Lo que muchos llaman rock mexicano, especialmente el que se viene haciendo de 30 años a la fecha, posee una curiosa característica, llamémosle un don, un toque de Midas que por desgracia no puede aplicarse a sí mismo.
Me explico.
A lo largo de las más recientes tres décadas, el rock nacional se ha caracterizado por su falta de identidad y por tratar de fundirse con otros géneros, en algo que muchos llaman fusión y yo definó como promiscuidad. De ese modo, al abjurar de sus raíces rockeras originarias, lo que buscó fue fundirse primero con el pop argentino y español y, más tarde, con músicas que podrían parecer impensables, como el bolero, el folclor latinoamericano, la onda grupera, el mariachi o la cumbia. Esto no provocó que el presunto rock que se hacía en México creciera o se viera enriquecido, pero sí otorgó a diversos intérpretes y creadores de otros géneros que, al ser tocados por la varita (no sé si) mágica del rock nacional, de golpe consiguieran una fama antes impensada y entraran en ámbitos y escenarios en los que jamás hubieran imaginado estar. Es el caso de gente como Paquita la del Barrio, La Tesorito, Los Tigres del Norte y, muy especialmente, cumbieros como Los Ángeles Azules y Celso Piña.

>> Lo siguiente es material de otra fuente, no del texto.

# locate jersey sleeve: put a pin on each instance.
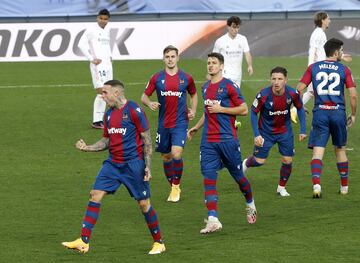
(151, 86)
(235, 95)
(139, 118)
(84, 44)
(191, 87)
(105, 130)
(217, 46)
(306, 78)
(349, 79)
(246, 45)
(297, 100)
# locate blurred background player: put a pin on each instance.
(316, 52)
(127, 136)
(329, 113)
(274, 125)
(95, 45)
(219, 143)
(233, 46)
(172, 85)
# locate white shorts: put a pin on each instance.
(101, 73)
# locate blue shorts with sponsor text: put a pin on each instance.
(285, 143)
(216, 155)
(326, 123)
(112, 175)
(168, 137)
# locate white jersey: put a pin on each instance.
(95, 43)
(232, 50)
(316, 46)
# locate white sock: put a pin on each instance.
(99, 108)
(307, 96)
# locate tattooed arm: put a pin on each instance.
(146, 137)
(100, 145)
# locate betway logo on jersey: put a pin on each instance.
(121, 131)
(329, 107)
(209, 102)
(279, 112)
(171, 93)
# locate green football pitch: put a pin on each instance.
(45, 107)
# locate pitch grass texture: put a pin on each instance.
(45, 181)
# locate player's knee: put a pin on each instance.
(96, 195)
(286, 160)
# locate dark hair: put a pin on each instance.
(279, 69)
(104, 12)
(319, 17)
(170, 48)
(115, 83)
(233, 19)
(217, 55)
(332, 45)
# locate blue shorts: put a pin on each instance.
(326, 123)
(214, 156)
(131, 174)
(168, 137)
(285, 143)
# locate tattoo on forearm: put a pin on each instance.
(100, 145)
(146, 137)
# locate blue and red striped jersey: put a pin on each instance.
(123, 127)
(219, 127)
(328, 79)
(172, 94)
(275, 110)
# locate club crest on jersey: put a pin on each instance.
(209, 102)
(121, 131)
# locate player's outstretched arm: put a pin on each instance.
(100, 145)
(153, 105)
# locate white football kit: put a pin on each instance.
(316, 49)
(95, 44)
(233, 51)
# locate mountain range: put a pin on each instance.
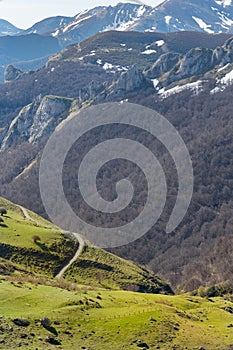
(210, 16)
(186, 76)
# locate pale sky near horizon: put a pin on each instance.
(24, 13)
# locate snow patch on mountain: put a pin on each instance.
(203, 25)
(168, 19)
(224, 3)
(148, 52)
(195, 87)
(224, 82)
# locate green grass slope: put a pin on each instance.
(88, 308)
(103, 319)
(94, 267)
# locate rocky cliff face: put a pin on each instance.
(13, 73)
(37, 120)
(171, 67)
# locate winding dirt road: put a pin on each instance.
(77, 237)
(75, 257)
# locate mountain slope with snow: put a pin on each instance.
(210, 16)
(6, 28)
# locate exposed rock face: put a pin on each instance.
(11, 73)
(38, 119)
(90, 92)
(163, 65)
(173, 67)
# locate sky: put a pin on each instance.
(24, 13)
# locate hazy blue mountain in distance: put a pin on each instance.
(209, 16)
(6, 28)
(48, 25)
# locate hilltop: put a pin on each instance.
(87, 308)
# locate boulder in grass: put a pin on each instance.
(45, 321)
(20, 322)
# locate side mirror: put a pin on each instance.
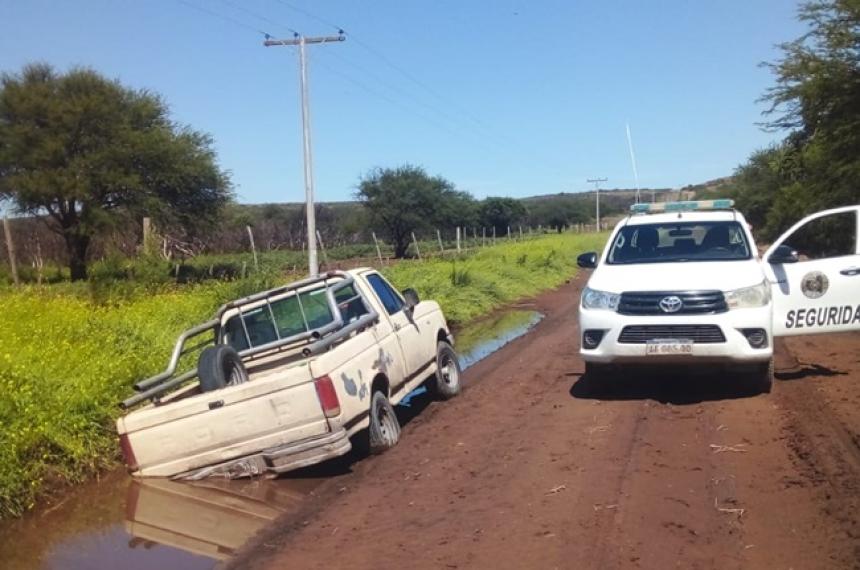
(587, 260)
(411, 298)
(783, 254)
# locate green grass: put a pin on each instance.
(70, 352)
(475, 285)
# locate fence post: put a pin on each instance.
(10, 248)
(376, 243)
(147, 235)
(322, 247)
(417, 251)
(253, 247)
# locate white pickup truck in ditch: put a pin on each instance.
(287, 377)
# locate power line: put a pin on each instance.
(410, 76)
(258, 16)
(311, 16)
(223, 17)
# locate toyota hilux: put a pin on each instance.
(683, 283)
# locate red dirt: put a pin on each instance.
(535, 467)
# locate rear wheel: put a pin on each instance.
(384, 430)
(446, 383)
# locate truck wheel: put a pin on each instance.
(384, 430)
(220, 366)
(446, 384)
(763, 377)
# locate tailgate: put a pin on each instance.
(274, 408)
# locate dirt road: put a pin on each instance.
(534, 467)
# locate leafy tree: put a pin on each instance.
(817, 98)
(501, 213)
(86, 154)
(406, 199)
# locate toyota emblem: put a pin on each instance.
(671, 304)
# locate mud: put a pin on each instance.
(535, 466)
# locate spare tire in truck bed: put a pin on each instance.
(220, 366)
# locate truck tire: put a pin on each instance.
(446, 383)
(763, 377)
(384, 430)
(220, 366)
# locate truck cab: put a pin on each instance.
(287, 378)
(683, 283)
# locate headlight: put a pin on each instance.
(594, 299)
(748, 297)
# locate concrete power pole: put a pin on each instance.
(301, 41)
(596, 182)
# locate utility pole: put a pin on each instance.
(301, 41)
(596, 182)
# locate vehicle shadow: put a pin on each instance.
(667, 387)
(806, 370)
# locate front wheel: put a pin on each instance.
(384, 430)
(446, 383)
(763, 377)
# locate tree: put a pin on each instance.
(85, 154)
(817, 98)
(501, 213)
(406, 199)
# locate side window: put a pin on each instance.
(390, 299)
(288, 316)
(350, 304)
(829, 236)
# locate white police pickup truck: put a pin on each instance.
(683, 283)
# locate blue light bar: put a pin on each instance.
(686, 206)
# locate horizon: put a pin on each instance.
(502, 100)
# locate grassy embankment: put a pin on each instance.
(67, 356)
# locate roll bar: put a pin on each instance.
(324, 336)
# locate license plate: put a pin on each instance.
(668, 347)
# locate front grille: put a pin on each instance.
(702, 334)
(693, 302)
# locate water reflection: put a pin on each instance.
(155, 523)
(208, 518)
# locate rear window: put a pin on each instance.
(291, 316)
(679, 241)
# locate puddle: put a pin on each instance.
(117, 522)
(484, 337)
(154, 523)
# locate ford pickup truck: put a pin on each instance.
(286, 377)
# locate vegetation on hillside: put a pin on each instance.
(68, 356)
(816, 98)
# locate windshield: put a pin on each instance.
(679, 241)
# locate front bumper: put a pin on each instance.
(735, 349)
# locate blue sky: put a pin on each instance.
(509, 97)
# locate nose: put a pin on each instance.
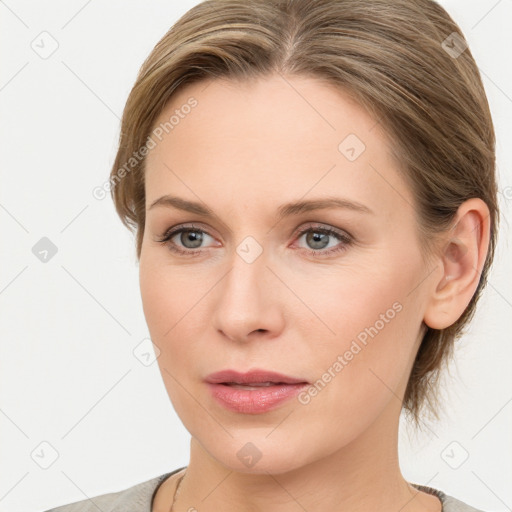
(249, 301)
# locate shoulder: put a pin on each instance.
(136, 498)
(450, 504)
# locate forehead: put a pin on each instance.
(274, 134)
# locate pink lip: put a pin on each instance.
(253, 401)
(255, 375)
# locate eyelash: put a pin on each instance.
(342, 237)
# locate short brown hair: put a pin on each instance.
(406, 62)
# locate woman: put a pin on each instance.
(313, 191)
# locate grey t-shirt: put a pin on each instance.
(139, 498)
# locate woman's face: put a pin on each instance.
(256, 284)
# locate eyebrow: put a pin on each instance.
(285, 210)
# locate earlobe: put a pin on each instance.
(461, 259)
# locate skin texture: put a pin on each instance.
(243, 151)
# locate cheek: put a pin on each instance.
(369, 325)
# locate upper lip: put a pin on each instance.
(253, 376)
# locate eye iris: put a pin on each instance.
(314, 237)
(195, 237)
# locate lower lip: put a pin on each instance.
(254, 401)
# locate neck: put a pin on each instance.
(362, 475)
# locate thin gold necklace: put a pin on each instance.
(176, 491)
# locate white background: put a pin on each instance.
(69, 326)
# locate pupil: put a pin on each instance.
(191, 236)
(316, 238)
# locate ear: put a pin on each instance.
(463, 253)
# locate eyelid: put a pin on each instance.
(341, 235)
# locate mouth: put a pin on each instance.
(254, 392)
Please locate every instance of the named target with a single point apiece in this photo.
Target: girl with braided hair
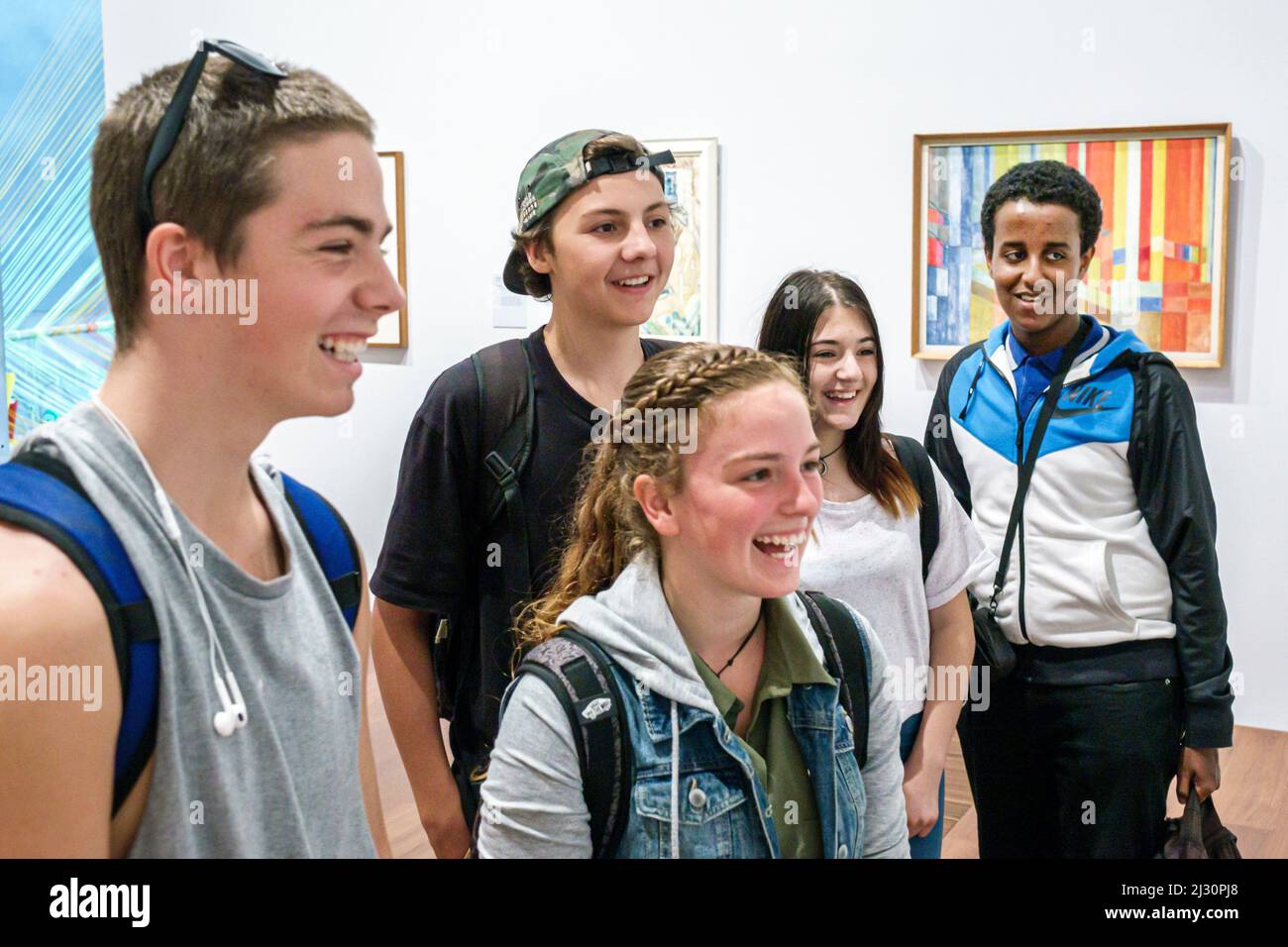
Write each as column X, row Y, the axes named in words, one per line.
column 682, row 567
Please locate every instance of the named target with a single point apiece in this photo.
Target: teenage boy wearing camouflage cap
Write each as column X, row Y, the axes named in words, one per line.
column 595, row 237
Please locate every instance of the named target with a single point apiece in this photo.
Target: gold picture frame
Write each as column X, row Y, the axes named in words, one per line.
column 1162, row 260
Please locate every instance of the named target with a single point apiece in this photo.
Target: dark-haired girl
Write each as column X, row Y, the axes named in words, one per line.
column 868, row 552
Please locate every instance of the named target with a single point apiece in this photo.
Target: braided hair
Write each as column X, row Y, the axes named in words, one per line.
column 608, row 528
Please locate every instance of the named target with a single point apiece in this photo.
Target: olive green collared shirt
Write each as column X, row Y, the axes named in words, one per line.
column 771, row 742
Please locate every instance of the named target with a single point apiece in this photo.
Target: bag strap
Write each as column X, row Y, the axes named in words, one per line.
column 1030, row 458
column 580, row 674
column 913, row 459
column 331, row 543
column 40, row 493
column 845, row 652
column 506, row 416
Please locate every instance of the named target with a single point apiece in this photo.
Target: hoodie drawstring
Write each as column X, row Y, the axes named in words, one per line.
column 675, row 780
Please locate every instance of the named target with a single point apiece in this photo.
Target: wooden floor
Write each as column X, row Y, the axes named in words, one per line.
column 1252, row 799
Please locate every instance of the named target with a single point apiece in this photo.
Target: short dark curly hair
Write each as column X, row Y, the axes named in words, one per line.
column 1044, row 182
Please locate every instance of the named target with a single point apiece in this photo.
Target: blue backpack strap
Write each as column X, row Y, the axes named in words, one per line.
column 40, row 493
column 845, row 652
column 333, row 544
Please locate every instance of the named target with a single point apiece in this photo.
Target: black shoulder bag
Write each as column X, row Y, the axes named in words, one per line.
column 992, row 648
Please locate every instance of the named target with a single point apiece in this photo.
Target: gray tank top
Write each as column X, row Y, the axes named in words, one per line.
column 284, row 785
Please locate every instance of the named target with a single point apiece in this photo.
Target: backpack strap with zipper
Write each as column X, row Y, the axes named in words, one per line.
column 506, row 416
column 40, row 493
column 913, row 459
column 580, row 674
column 845, row 652
column 507, row 398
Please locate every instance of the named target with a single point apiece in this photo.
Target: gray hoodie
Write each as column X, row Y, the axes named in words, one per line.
column 533, row 805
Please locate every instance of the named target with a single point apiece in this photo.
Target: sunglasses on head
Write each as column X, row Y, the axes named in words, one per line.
column 171, row 123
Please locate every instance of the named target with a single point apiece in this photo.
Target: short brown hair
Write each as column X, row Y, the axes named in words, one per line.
column 539, row 283
column 218, row 172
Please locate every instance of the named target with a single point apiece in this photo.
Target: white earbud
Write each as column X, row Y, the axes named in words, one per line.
column 232, row 715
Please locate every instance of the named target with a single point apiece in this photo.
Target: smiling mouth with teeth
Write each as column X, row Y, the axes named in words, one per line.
column 343, row 350
column 784, row 548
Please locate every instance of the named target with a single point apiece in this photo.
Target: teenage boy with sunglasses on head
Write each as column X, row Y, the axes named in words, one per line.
column 490, row 462
column 222, row 600
column 1112, row 596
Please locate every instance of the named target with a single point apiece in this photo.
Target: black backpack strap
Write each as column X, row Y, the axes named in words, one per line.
column 580, row 674
column 506, row 412
column 40, row 493
column 913, row 459
column 846, row 656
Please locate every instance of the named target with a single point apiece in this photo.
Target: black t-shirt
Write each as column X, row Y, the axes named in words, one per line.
column 434, row 558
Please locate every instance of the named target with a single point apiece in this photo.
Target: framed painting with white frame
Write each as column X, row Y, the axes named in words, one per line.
column 688, row 308
column 1159, row 266
column 391, row 331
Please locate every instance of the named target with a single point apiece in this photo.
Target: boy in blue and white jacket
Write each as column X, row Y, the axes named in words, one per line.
column 1112, row 595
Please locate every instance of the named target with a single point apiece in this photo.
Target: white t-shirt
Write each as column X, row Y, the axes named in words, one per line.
column 872, row 561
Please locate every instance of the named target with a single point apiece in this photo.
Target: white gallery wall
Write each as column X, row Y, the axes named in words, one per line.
column 815, row 106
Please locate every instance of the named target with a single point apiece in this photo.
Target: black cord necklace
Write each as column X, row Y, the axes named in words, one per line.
column 822, row 462
column 729, row 663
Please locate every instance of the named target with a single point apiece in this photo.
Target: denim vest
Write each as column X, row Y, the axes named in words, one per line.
column 722, row 808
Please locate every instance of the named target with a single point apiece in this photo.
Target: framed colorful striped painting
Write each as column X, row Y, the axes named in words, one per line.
column 1159, row 266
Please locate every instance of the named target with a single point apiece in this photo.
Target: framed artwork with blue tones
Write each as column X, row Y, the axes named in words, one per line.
column 687, row 311
column 53, row 305
column 1159, row 266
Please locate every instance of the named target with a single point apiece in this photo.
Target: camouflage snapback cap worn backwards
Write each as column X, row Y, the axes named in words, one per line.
column 555, row 171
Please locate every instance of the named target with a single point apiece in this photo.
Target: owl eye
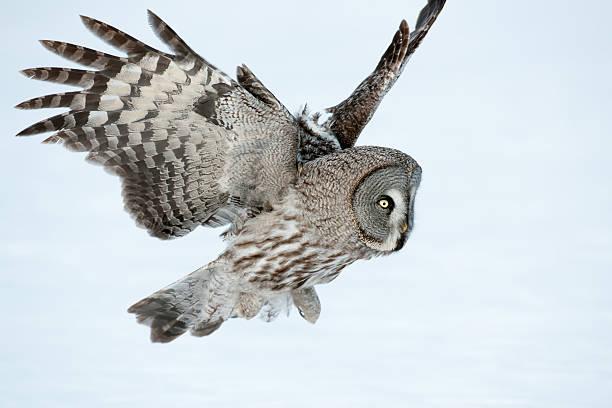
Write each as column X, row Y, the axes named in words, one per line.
column 386, row 203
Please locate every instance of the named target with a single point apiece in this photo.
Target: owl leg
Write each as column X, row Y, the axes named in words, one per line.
column 307, row 303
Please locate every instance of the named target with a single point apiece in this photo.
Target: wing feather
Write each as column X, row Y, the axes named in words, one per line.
column 190, row 144
column 350, row 116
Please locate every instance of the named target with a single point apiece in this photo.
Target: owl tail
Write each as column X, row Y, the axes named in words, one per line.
column 200, row 302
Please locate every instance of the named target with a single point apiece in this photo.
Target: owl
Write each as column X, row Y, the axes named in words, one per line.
column 192, row 147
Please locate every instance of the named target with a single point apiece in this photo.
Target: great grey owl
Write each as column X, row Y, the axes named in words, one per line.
column 194, row 147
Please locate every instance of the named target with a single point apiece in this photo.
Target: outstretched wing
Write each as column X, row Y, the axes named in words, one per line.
column 191, row 145
column 350, row 116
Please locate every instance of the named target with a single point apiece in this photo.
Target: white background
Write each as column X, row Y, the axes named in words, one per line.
column 501, row 298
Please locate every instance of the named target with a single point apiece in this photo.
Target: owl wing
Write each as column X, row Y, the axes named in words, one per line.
column 191, row 146
column 350, row 116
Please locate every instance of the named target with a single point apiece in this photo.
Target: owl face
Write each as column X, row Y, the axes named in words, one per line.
column 383, row 205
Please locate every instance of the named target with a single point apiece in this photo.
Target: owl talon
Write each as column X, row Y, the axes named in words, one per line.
column 307, row 303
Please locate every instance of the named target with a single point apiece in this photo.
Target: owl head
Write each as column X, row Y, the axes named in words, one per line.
column 363, row 197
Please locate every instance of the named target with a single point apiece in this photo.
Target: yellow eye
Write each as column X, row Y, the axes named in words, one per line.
column 384, row 203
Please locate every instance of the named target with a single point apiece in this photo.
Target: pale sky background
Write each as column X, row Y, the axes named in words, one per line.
column 501, row 297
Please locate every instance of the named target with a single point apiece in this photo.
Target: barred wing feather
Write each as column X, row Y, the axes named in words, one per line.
column 190, row 144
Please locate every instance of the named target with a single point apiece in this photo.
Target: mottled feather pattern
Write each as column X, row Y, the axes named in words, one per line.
column 351, row 115
column 164, row 123
column 194, row 147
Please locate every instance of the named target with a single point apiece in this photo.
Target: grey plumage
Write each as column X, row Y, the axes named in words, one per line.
column 194, row 147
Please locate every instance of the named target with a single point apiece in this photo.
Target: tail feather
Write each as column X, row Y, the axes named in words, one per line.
column 172, row 311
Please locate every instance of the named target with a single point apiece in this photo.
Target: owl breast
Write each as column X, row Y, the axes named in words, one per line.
column 281, row 251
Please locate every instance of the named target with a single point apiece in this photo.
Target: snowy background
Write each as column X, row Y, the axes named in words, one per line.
column 501, row 298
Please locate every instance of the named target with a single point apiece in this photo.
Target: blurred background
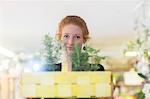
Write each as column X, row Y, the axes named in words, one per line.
column 23, row 24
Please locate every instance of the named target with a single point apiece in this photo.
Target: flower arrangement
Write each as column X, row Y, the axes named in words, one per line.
column 142, row 46
column 87, row 59
column 52, row 53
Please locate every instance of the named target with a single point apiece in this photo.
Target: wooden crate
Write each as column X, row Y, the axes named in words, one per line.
column 67, row 84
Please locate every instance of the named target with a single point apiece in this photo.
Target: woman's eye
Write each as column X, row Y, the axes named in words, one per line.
column 66, row 36
column 78, row 37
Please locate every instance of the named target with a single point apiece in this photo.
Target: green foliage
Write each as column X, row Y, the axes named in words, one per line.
column 52, row 51
column 80, row 59
column 140, row 95
column 141, row 75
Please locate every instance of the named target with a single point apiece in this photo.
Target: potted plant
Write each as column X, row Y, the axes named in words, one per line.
column 87, row 59
column 51, row 54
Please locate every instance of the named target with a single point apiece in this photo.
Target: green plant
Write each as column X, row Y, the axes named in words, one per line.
column 52, row 51
column 80, row 59
column 140, row 95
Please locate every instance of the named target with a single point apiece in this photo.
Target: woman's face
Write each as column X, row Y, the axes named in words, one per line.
column 72, row 34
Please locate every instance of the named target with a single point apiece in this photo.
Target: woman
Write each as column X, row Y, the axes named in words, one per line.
column 72, row 30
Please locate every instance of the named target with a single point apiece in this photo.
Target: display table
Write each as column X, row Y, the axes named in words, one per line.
column 67, row 84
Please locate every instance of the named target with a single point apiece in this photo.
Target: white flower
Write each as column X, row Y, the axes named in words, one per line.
column 146, row 90
column 143, row 67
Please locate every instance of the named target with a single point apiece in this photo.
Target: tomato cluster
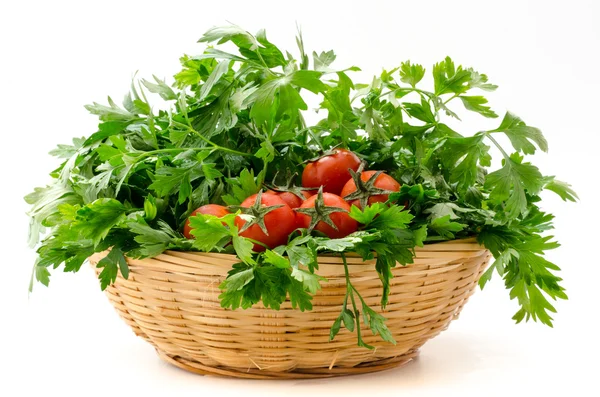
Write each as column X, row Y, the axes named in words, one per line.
column 333, row 179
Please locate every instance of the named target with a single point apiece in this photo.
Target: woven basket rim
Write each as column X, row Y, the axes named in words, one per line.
column 468, row 244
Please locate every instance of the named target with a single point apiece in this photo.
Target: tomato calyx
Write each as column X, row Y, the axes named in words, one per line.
column 320, row 212
column 289, row 187
column 365, row 189
column 256, row 213
column 323, row 153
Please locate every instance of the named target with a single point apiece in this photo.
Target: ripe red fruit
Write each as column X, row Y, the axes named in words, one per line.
column 273, row 220
column 343, row 222
column 330, row 171
column 292, row 200
column 209, row 209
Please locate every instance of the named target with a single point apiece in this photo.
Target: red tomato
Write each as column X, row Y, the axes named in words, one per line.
column 292, row 200
column 209, row 209
column 331, row 171
column 341, row 220
column 383, row 181
column 280, row 222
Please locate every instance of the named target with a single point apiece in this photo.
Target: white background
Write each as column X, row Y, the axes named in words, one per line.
column 57, row 56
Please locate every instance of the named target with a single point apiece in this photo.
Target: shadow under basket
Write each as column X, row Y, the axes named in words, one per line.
column 172, row 302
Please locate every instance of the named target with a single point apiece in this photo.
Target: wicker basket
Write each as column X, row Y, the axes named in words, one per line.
column 172, row 302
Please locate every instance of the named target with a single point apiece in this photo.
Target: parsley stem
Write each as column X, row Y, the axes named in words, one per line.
column 350, row 291
column 451, row 98
column 214, row 145
column 495, row 142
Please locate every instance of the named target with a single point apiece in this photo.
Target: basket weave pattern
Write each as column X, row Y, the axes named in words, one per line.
column 172, row 302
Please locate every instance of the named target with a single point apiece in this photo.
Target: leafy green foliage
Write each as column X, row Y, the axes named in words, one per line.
column 234, row 124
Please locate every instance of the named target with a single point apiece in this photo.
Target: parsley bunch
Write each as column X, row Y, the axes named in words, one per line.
column 234, row 125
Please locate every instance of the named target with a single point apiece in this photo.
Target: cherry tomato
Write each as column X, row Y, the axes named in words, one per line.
column 292, row 200
column 341, row 220
column 383, row 181
column 331, row 171
column 209, row 209
column 280, row 222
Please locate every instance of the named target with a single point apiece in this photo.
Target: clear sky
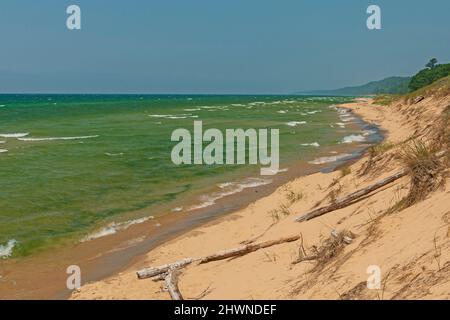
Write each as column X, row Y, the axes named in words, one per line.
column 214, row 46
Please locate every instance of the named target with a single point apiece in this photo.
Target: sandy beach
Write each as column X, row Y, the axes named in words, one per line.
column 409, row 246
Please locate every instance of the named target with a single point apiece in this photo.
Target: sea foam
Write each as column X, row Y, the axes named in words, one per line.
column 353, row 138
column 323, row 160
column 314, row 144
column 113, row 228
column 228, row 189
column 295, row 123
column 13, row 135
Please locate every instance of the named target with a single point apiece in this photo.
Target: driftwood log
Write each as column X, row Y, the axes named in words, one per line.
column 157, row 271
column 171, row 281
column 246, row 249
column 351, row 198
column 152, row 272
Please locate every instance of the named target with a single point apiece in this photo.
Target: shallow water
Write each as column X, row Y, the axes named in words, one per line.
column 81, row 166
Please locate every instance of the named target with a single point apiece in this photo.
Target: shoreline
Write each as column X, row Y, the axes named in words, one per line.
column 162, row 252
column 123, row 250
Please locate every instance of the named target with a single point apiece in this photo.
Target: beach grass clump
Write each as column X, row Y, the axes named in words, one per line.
column 345, row 171
column 374, row 152
column 385, row 99
column 331, row 248
column 381, row 148
column 294, row 197
column 425, row 169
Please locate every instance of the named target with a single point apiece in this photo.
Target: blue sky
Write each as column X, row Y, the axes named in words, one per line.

Celso Piña falleció de un infarto, el pasado miércoles 21 de agosto, a la edad de 66 años. Nacido en Monterrey el 6 de abril de 1953, su carrera artística fue larga y difícil, aunque su gran celebridad la consiguió hasta 2001, cuando el rapero Toy Selectah, del grupo Control Machete y parte del movimiento musical conocido con la etiqueta comercial de “La avanzada regia”, le produjo el disco Barrio bravo, del cual se lanzó el sencillo “Cumbia sobre el río”. El éxito de este tema –y del video respectivo– fue inmediato y dio a conocer el nombre de Piña en México y en el mundo de habla hispana. De pronto, el cumbiero casi subterráneo fue tocado por la varita del rock nacional y eso bastó para catapultarlo a la fama (en el disco participaron como invitados Rubén Albarrán, de Café Tacuba; Blanquito Man, de King Changó; Gabriel “El Queso” Bronsman, de Resorte; Alfonso Figueroa, de Santa Sabina y miembros del grupo El Gran Silencio, el cual ya experimentaba por ese entonces y con buena fortuna con la fusión de rock, hip-hop y ritmos tropicales).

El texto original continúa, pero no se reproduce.